From a performer's perspective, photographer and gay porn star Tayte Hanson says, "porn is the act of turning what you live into a show for someone else." (On the flip-side: "Erotica," Hanson says, "touches on the fantasies of the audience more than the fantasies of the performer.") The whole "fuck like a porn star" thing is largely a myth because the reality of filming porn involves a film team and producers tweaking the situation, within the performers' comfort zones, and then taking it to the cutting room and further fine tuning it. "[It] is edited and constructed so as to portray the act in a way that visually tries to allude to what might ideally be experienced privately," Kross says. We turn on porn to heighten a fantasy and, as Dr. Ian Kerner, a sex counselor and author of She Comes First, says "enjoy [our] sexuality and masturbate and experience an orgasm."

Thus, the porn that makes us get off doesn't necessarily equate to our desires outside of porn. It begins to make sense if you think of watching porn as reading a book or playing a video game: just because you enjoy reading about spies or playing spy-themed games does not mean you want to be a spy. Dr. Levkoff says, "pornography gives us the ability to experience something sexual—or fantastical—without physical engagement with another person." Hanson considers sex to be something like a rubix cube; there are a seemingly infinite amount of ways to get what you want, sexually. Porn, then, allows us to explore the outlets we might not necessarily feel ready (or even want) to explore outside of the XXX space. A heterosexual woman isn't necessarily a lesbian because she gets off on lesbian porn, which a lot of women did in 2015. Of course, porn can also be an escape for someone with "a sexual conflict that is not aligned with their values or society's values," as Dr. Kerner says. As porn performers, both Kross and Hanson's real-life sex lives and porn consumption don't match up with their on-screen ones. Hanson prefers straight porn over gay. Kross says the porn she'd "want to see is probably not the sex [she'd] want to be having." Sometimes, a fantasy is better left a fantasy. 

Talking about the type of sex you like to have is key in any consenting sexual relationship. Often times, many partnerships, like the all-too-real but fictional one in Difficult People, feel threatened by the secrecy of porn. Dr. Kerner says that aspect has more impact than the actual pornographic content. The "shame" that's often associated with porn is not easily dismissed but through open and trusting dialogues can both parties come to understand that the porn we get off on does not represent what we want to do sexually. "We are all entitled to fantasies," Dr. Levkoff says.  And if you feel so inclined to seek out a sexual fantasy outside of the porn space, do so within your comfort zone. 
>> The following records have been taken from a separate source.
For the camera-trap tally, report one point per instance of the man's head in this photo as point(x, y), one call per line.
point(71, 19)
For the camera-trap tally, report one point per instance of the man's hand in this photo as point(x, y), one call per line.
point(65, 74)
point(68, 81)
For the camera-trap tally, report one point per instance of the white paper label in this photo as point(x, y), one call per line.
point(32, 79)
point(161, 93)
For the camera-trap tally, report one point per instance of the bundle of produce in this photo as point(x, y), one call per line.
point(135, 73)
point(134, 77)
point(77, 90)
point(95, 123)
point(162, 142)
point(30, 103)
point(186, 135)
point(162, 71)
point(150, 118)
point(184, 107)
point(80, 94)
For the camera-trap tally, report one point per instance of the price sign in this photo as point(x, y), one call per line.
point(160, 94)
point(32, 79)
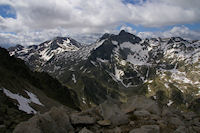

On the topic of fucking like a porn star, Hanson calls bullshit. "You just have to have sex like you want to have sex. Period. If you like to have a ball gag and be tied up to the wall, that is your porn." What areas you choose to explore within the porn space are valid and true to your personal experience. The brilliance of porn is the very presence of the screen, the physical (and virtual) divide that separates our real life from the fantastical and allows us to escape. "Screens are a place where we can be selfish, unrealistic, fanciful, sick, godlike, perverse, sadistic, short-sighted, manipulative, hedonistic, you name it," Kross says. "But then we log off and out lives are still there waiting for us, because we are not those things."